Vivemos na era do aspirante carismático a déspota eleito. E a política dele – é sempre um “ele” – é a da raiva e do medo. Dominar esse tipo de política requer certo tipo de personalidade. Nas circunstâncias certas – ou seja, erradas –, líderes como esses emergem naturalmente. Isso não surpreende, depois de uma revolução violenta. Mas surpreende mais que líderes como esses estejam emergindo em democracias bem estabelecidas.

Agora vemos “homens fortes” – reais ou pretensos – no poder em toda parte. Os principais exemplos são Vladimir Putin, na Rússia; Recep Tayyip Erdogan, na Turquia; Narendra Modi, na Índia; Nicolás Maduro, na Venezuela; Rodrigo Duterte, nas Filipinas; Jair Bolsonaro, no Brasil; Benjamin Netanyahu, em Israel; Matteo Salvini, na Itália; e Donald Trump, nos Estados Unidos. Os líderes diferem em grau de sofisticação. Os países em que eles operam também diferem. Alguns são economicamente desenvolvidos, e outros não. Alguns são democracias duradouras; outros, uma vez mais, não.

No entanto, todos esses homens são personagens em uma história contada vigorosamente pela Freedom House, uma organização independente de fiscalização sediada nos Estados Unidos. O relatório “Liberdade no Mundo 2019”, publicado em fevereiro, reporta o 13º ano consecutivo de declínio na saúde da democracia mundial. O declínio ocorreu em todas as regiões do planeta, notavelmente nas democracias surgidas depois do final da guerra fria. E ocorreu acima de tudo nas democracias ocidentais, com os Estados Unidos – o mais influente sustentáculo dos valores democráticos no planeta – puxando a fila.

Que tipo de homem um líder como esse é? Em A República, a primeira obra de filosofia política ocidental, o antidemocrático Platão o descreve como protetor. Com uma turba às suas costas, ele não pensa duas vezes quanto ao que promete e ao que faz.

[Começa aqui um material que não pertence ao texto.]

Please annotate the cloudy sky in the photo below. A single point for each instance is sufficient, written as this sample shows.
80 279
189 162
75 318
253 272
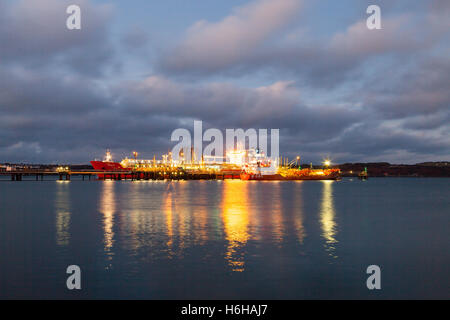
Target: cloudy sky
139 69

E qual será seu destino, questiona Platão? “Ou bem ele perecerá por obra de seus inimigos ou bem ele deixará de ser homem e se tornará um lobo – ou seja, um tirano”.

A ideia do suposto protetor como déspota em potencial é reveladora. Mas um homem como esse não se apresenta como protetor de todos. Ele se apresenta como protetor do “verdadeiro povo” contra os estrangeiros, as minorias e a elite traiçoeira. Seu argumento é moral, não político. E sua postura política requer paranoia. Se qualquer coisa dá errado, é necessariamente por culpa do “Estado profundo” ou de algum outro inimigo, interno ou externo. Jan Werner Müller, professor da Universidade Princeton, define esse tipo de líder como “populista”, em seu soberbo livro What is Populism?

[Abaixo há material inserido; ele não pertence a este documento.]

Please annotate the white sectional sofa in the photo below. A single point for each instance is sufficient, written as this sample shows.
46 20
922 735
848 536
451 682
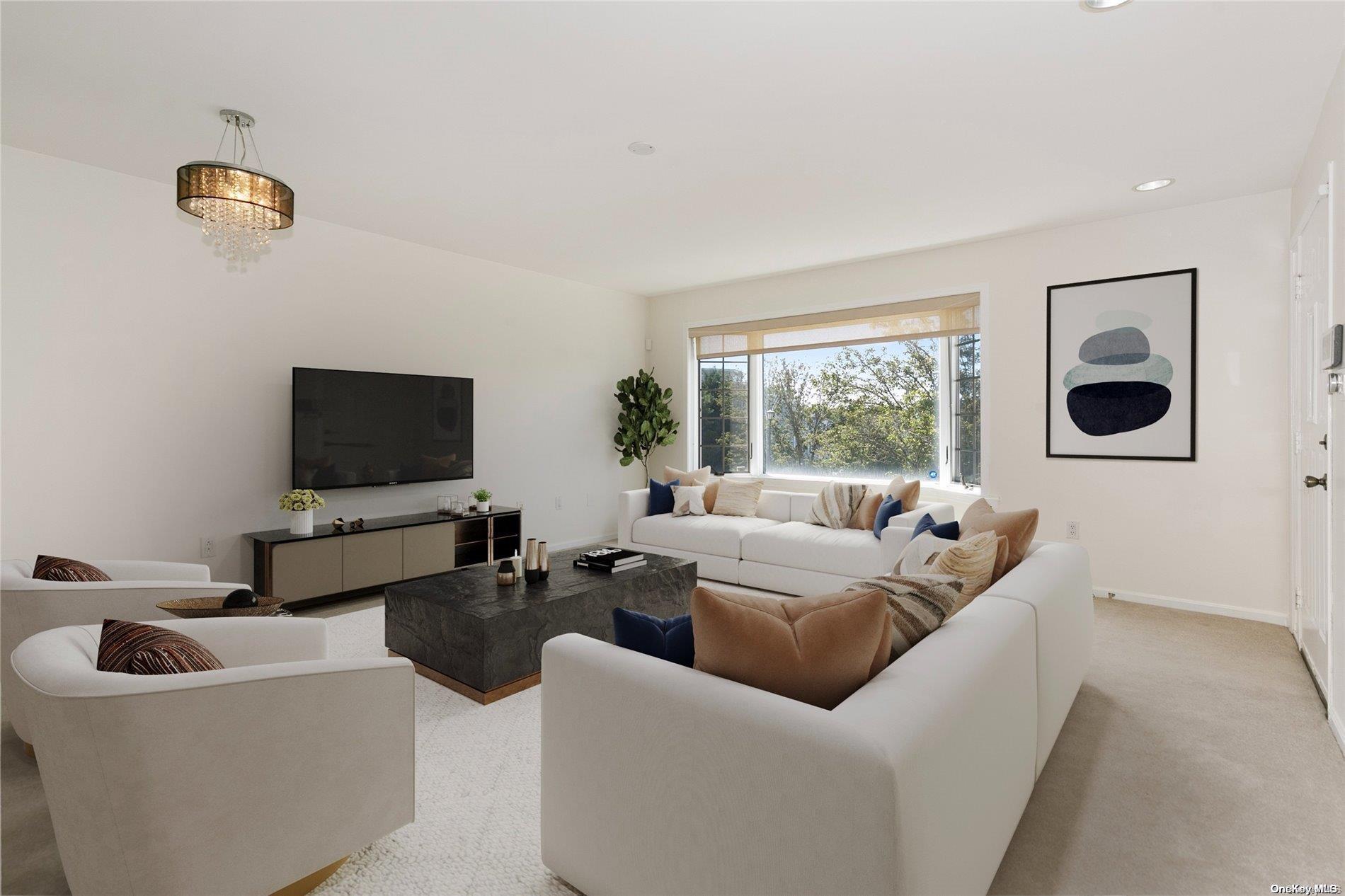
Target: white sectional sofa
775 549
663 779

Para ser bem sucedido, um populista demagogo tem de projetar a crença nele como homem do destino. Obsessão consigo mesmo e até megalomania ajudam; podem até ser essenciais. No livro Disordered Minds, o médico e psicólogo Ian Hughes aponta convincentemente que homens como esses são narcisistas ou psicopatas. Aos olhos do não especialista, eles parecem insanos. De que outra maneira uma pessoa poderia vender a si mesma a ideia de que “sou a única salvação para o povo”?

Se um líder como esse deseja subverter a democracia, infelizmente não é tão difícil fazê-lo, como argumentam Steven Levitsky e Daniel Ziblatt, da Universidade Harvard, em How Democracies Die. Primeiro é preciso capturar as instâncias de arbitragem (o Judiciário, as autoridades tributárias, os serviços de inteligência e a polícia). Segundo, marginalizar ou eliminar os oponentes políticos e, acima de tudo, a mídia. Terceiro, subverter as regras eleitorais. Em apoio a esses ataques haverá insistência feroz quanto à ilegitimidade da oposição e à “falsidade” das informações que não se enquadrem ao que quer que o líder considere útil afirmar.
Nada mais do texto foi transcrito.